Cómo el populismo necesita al progre políticamente correcto

Cómo el populismo necesita al progre políticamente correcto

Hablaba ayer Vargas Llosa en El País, con su habitual lucidez y pluma afilada —y no sin cierta tribulación— sobre el enemigo más poderoso que ahora mismo poseen las democracias liberales: el populismo, ese concepto que no dice nada hasta que decidimos rellenarlo de contenido, a favor o en contra de nuestros prejuicios previos. Concluía el Premio Nobel su cruzada contra esta nueva forma de seducir a las masas criticando la demagogia de unos gobernantes que prefieren «sacrificar el futuro por un presente efímero». Le faltó añadir: bajo la promesa de recuperar un pasado que ya no regresará y que, además, reconstruyen en su propio beneficio. Y es que el lenguaje es una herramienta poderosa de construcción de la democracia, pero al mismo tiempo puede ser usada para deconstruirla o, más allá aún, destruirla.

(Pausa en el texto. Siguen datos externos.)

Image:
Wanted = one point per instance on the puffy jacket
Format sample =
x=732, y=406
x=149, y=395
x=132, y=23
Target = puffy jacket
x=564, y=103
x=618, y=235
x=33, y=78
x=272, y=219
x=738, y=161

Cada día son más los artículos y ensayos que desmenuzan el origen de un fenómeno que amenaza con alterar las estructuras sistémicas que nos han dotado de bienestar y paz en los últimos decenios en Occidente. Una circunstancia que no pasa desapercibida son los factores que cada día alimentan más al monstruo de la posverdad. Y entre ellos, sobresale uno que apenas si se menciona en los análisis: se trata del progrebuenista, del influencer políticamente correcto, constituido hoy en la principal vitamina que nutre de armamento ideológico —y palabrería— al populista y su tropa, pues dibuja una realidad similar a la que aquéllos hacen: binaria, sin grises, totalizadora de lo que es bueno o malo, correcto o incorrecto, saludable o nocivo. Mismo esquema con diferentes actores. Janos bifrontes que se retroalimentan sin cesar.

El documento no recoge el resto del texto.